The U.S. government has refused to reveal whether an American journalist in rebel-held Syria is on a drone “kill list.”
Bilal Abdul Kareem says he has been targeted at least five times by U.S. drones in Syria due to his regular contact with members of militant groups operating inside Syria, including al-Qaeda-linked groups, as part of his reporting.
The New Yorker is one of the few Western journalists to operate on the ground in rebel-held Syria for the past few years.
Kareem court case, however, was dismissed last week after the Trump administration used the “state-secret” privilege in order not to confirm his placement on a U.S. drone kill list.
The court said it had no choice but to “dismiss” the action due to the U.S. government’s “invocation of the state secret privilege.”
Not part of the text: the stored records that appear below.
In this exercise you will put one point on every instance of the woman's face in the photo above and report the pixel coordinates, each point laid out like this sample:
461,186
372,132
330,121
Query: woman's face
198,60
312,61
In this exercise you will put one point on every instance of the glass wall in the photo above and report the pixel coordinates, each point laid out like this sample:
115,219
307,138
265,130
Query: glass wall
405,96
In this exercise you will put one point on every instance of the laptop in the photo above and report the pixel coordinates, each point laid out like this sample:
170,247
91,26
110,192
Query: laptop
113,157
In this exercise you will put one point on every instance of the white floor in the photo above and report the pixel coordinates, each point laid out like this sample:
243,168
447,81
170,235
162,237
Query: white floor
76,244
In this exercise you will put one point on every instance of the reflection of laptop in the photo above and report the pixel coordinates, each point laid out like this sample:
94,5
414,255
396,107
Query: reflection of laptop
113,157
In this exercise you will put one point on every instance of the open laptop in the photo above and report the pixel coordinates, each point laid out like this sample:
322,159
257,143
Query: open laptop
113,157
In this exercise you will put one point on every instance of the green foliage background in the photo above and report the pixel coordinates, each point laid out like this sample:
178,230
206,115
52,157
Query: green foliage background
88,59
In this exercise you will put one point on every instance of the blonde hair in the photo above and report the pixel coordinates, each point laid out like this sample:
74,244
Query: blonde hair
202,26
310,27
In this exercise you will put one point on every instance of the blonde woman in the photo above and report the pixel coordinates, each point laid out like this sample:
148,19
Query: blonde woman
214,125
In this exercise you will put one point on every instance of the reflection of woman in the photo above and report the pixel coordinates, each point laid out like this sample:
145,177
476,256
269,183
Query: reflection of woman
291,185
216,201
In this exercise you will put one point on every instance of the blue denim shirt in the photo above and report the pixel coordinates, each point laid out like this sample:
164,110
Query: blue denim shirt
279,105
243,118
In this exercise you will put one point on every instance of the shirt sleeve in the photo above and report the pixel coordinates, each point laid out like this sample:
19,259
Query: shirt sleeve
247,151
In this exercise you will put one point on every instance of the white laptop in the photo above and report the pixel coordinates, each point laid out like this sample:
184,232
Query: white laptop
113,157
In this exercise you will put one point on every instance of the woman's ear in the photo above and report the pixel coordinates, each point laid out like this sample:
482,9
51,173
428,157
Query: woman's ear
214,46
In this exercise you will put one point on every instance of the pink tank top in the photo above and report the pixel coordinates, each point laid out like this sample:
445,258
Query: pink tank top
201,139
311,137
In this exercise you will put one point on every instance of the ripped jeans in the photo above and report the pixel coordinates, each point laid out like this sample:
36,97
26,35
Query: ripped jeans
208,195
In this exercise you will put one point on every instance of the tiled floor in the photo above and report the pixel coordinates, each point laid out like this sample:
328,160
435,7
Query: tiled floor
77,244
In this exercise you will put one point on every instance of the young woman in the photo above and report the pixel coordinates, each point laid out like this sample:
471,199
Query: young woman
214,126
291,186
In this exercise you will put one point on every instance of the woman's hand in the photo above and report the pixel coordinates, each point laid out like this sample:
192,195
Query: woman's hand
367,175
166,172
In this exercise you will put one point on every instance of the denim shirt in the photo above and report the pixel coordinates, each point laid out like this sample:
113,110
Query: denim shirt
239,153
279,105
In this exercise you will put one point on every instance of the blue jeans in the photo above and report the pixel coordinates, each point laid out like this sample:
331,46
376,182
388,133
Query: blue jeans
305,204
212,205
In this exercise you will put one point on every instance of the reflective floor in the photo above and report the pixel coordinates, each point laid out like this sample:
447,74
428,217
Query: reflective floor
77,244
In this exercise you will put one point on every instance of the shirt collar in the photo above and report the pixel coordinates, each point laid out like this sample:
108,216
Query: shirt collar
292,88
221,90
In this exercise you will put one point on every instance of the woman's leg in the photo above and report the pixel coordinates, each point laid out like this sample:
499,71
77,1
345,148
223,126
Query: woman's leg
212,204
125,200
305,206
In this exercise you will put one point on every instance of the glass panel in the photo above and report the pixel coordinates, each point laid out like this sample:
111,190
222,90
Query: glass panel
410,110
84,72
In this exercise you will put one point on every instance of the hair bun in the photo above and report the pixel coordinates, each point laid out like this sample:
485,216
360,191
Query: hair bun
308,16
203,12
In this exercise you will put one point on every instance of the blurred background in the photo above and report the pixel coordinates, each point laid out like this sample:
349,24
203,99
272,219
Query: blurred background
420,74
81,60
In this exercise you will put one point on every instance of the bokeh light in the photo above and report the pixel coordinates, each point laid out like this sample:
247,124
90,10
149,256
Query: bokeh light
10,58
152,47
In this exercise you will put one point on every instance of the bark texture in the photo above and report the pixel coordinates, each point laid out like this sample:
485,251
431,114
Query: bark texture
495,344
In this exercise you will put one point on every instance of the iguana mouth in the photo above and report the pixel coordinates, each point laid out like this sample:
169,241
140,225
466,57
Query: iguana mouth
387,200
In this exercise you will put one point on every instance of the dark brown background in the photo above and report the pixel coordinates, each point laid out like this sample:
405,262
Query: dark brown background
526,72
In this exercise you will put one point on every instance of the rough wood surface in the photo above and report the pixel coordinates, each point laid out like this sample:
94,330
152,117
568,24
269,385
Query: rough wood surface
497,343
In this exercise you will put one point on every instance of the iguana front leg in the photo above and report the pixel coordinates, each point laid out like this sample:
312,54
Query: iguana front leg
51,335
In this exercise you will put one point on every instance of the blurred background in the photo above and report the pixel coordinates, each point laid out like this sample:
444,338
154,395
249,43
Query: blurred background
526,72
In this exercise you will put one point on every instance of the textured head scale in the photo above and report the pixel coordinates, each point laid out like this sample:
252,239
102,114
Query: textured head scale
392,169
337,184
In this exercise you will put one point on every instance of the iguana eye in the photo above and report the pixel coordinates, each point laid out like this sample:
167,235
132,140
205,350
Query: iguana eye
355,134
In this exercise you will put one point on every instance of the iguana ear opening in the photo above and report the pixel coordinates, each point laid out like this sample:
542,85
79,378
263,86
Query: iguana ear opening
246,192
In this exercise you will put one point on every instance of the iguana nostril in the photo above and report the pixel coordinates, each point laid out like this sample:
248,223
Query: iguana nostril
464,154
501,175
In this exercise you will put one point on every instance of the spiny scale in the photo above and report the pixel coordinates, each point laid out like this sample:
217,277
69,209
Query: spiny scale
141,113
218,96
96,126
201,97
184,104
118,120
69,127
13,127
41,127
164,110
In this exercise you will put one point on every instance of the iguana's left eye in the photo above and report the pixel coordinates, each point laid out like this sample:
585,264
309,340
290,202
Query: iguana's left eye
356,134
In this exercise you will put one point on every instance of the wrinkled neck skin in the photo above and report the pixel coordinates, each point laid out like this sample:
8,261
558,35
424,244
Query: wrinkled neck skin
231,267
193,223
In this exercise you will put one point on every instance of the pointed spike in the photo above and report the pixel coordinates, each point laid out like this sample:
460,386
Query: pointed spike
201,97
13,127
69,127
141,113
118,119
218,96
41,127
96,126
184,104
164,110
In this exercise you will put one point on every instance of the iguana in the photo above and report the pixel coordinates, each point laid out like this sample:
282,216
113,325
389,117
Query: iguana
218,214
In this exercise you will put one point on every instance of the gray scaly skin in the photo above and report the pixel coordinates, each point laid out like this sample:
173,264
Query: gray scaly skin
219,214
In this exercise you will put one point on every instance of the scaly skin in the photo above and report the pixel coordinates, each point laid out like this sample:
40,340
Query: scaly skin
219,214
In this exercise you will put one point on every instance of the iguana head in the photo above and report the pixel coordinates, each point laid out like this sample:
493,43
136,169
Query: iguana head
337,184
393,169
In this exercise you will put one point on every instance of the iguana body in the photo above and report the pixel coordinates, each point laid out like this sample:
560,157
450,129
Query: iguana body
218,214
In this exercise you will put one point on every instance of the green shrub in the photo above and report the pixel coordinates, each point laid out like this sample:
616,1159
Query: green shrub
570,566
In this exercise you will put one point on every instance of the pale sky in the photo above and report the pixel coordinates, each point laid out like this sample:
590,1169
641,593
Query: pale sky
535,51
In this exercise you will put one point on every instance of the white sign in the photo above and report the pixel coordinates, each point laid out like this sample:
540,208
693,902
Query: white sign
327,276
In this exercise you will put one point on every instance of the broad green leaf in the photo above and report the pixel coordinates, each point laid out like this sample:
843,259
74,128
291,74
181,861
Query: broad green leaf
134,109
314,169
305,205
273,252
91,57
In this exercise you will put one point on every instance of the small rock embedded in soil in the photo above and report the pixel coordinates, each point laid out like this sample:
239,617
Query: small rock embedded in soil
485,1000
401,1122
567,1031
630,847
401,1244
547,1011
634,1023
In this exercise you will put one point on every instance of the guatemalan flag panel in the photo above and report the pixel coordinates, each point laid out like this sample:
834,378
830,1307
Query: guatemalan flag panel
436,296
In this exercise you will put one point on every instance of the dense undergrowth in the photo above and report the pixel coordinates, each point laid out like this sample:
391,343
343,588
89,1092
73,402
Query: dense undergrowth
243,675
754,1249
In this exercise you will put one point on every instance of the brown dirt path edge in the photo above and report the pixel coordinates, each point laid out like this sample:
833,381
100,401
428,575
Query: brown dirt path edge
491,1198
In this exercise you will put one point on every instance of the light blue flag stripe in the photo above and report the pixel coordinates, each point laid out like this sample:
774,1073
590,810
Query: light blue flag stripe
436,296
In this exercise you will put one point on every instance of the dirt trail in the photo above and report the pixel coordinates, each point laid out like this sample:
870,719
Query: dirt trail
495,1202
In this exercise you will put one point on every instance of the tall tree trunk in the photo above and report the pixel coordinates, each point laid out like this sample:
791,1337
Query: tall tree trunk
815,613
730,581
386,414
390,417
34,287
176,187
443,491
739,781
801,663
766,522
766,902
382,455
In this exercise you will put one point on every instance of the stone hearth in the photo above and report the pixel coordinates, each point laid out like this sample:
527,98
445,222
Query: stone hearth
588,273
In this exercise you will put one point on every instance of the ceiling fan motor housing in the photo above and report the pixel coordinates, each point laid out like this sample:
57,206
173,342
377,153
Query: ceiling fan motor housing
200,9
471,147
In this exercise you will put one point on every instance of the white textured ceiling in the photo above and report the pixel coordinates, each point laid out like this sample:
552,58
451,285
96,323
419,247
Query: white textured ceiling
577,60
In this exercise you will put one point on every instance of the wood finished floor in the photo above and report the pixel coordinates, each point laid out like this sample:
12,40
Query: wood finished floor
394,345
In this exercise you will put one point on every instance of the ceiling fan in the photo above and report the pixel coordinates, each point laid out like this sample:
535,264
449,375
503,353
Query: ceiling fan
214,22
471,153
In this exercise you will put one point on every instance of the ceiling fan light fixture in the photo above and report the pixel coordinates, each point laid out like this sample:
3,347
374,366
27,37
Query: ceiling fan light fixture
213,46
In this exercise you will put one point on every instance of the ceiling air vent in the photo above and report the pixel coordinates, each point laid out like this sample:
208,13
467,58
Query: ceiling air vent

Prosecutors had argued that disclosing whether Kareem was on the “kill list” would permit him to evade capture or further U.S. action against him and compromise intelligence sources on the ground.
Kareem’s attorneys slammed the ruling and maintained their client’s innocence.
“For the first time ever, a United States federal court ruled that the government may kill one of its citizens without providing him the information necessary to prove that he is being wrongly targeted and does not deserve to die,” attorney Tara J. Plochocki said.
“The U.S. Government could have provided this information but chose not to and the Court found that the Government’s assertion of national security trumps his right not to be killed.”
Responding to the ruling, Kareem told Middle East Eye that the court’s decision to dismiss his case as a “big blow.”
“I have no protection if they want to try [to kill me] again next week, next month or six months from now. Do you really trust the Trump administration to handle this responsibly?”
“My feeling right now is that if I myself as an American citizen can’t get the government to admit what we already know – that I am on a kill list – what about non-Americans?”